Know the true crop costs

The impact of inflation on the cost of various crops will be key to decisions farmers make on which fodder crops to grow, Kerry Dwyer writes.

In Crops and Forage5 Minutes
The fodder beet crop with balage set out ready for wintering in March 2018 at the Southern Dairy Hub near Invercargill.

The impact of inflation on the cost of various crops will be key to decisions farmers make on which fodder crops to grow, Kerry Dwyer writes.

Planning for next winter’s crops is on the agenda in the next months, with decisions to be made about what to grow and what processes to use in the growing. Budgeting for the coming year is more difficult than previous years because of inflated costs, which have not stopped rising yet.

Looking at the coming season, growing costs for two winter feed crops, fodder beet and kale, will be something like Table 1. This should be read with inflation in mind; and that these are not what you might be facing given the variation in different sources of inputs. Also, everyone has different methods and processes for growing crops which can give a wide range of costs, and results. The figures are indicative only.
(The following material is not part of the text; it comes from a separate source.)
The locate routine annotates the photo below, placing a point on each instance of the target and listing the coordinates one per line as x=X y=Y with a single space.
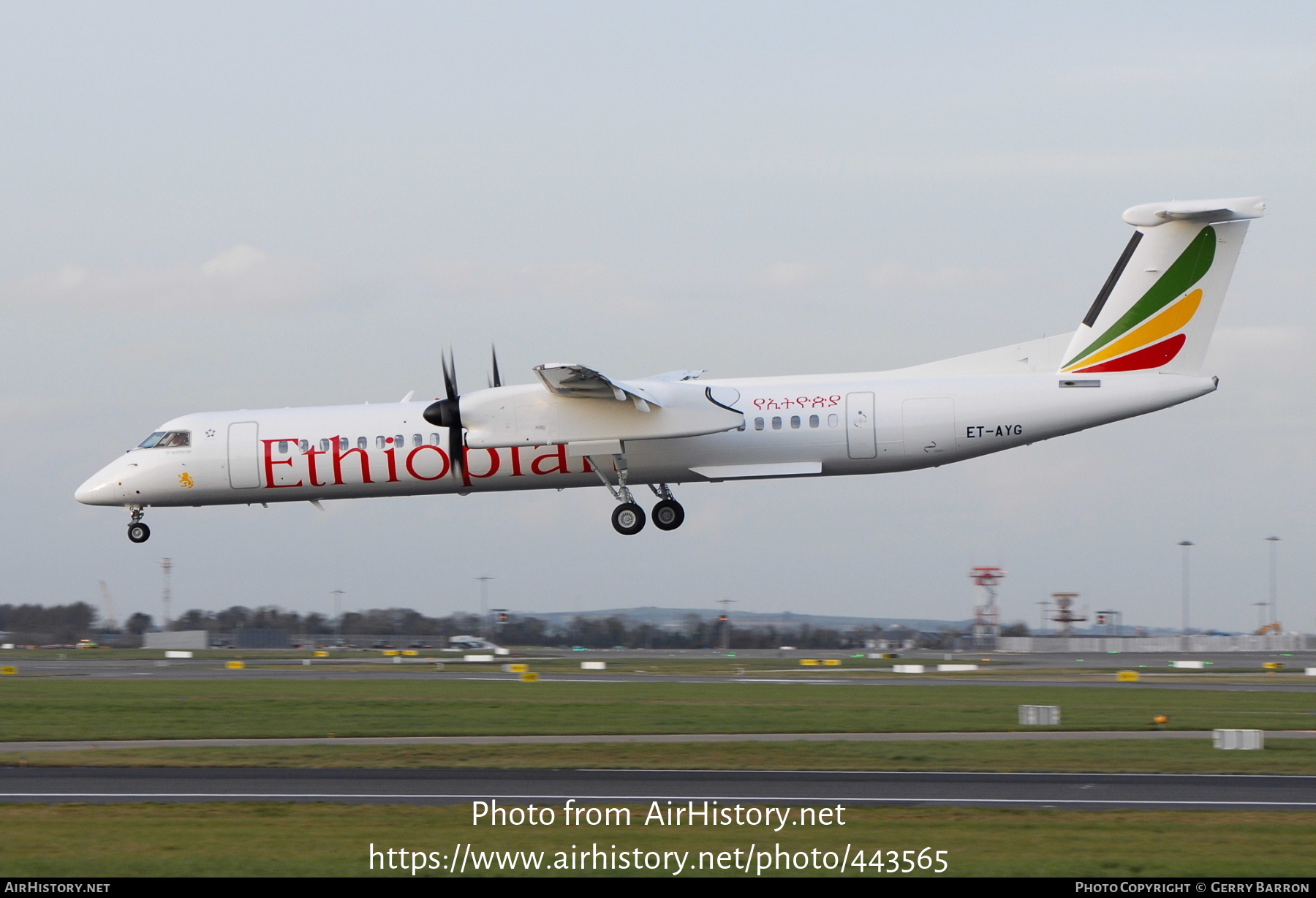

Looking at the components of growing costs: seed bed preparation and sowing costs are generally higher with beet than kale, because a finer seed bed is aimed for and precision sowing is typically used. Some farmers like to stir the soil well and others less, I once saw a paddock cultivated 14 times before sowing a swede crop. Direct drilling may lower machinery cost but increase chemical cost.

Fodder beet is sown at about 100,000seeds/ha, while kale seed is calibrated as kg/ha. The beet seed is more expensive, but there is a range of cost for both crops depending on variety and source.

Fertiliser inputs for either crop should be related to the expected yield.

The beet might grow twice the crop of kale, so should have additional nutrient input to allow for that. Farmers often allow for some capital fertiliser application as part of the crop growing process. Note that fertiliser prices have risen considerably in the past 12 months, especially nitrogen-based products. Maybe this trend has eased?

Weed and pest control costs tend to be specific to farm, region and conditions. For example, kale in Canterbury last summer received large doses of everything in wet conditions while Southland crops were far less demanding in drier conditions.

A key point to consider is that it is difficult to get the best yield with the least inputs. And higher yield is lesser cost per unit than a low yield, at the same growing cost. It is common to see fodder beet ranging 9-16c/kg drymatter (DM) and kale 10-16c/kg DM grown.

Fertiliser value in crops

The dramatic lift in fertiliser prices over the past year should be taken into account when planning your fodder crops and supplements. First let’s look at what fertiliser nutrient value is carried in straw and silage. Some rough mathematics puts the current value of fertiliser nutrients at:

• Nitrogen $3/kg

• Phosphate $4.20/kg

•  otash $2.50/kg

• Sulphur $1.10/kg

Multiplying these up there is about $8 worth of fertiliser nutrient in a 200kg DM bale of straw (going through old files I found it was $2.25 in 1996); and about $15 worth of fertiliser nutrient in a 200kg DM bale of balage. That does not take into account any cartage and spreading cost of the fertiliser, which is an additional 15-25% cost in 2022. Allowing for that means at least $20 worth of fertility in 200kg DM balage.

A 15tonne DM/ha crop of kale has about $1400 worth of fertiliser nutrient in it while a 25t DM/ha fodder beet crop contains more than $2600 worth of fertiliser.

Much of that nutrient is absorbed from the soil nutrient bank without additional fertiliser application being required. But note the value if you are carting the crop off the paddock. In summary, consider what your crops cost to grow last year and factor some inflation on that. What yield did you get in relation to that cost? And consider the nutrient cost involved.

Kerry Dwyer is a North Otago farm consultant and farmer.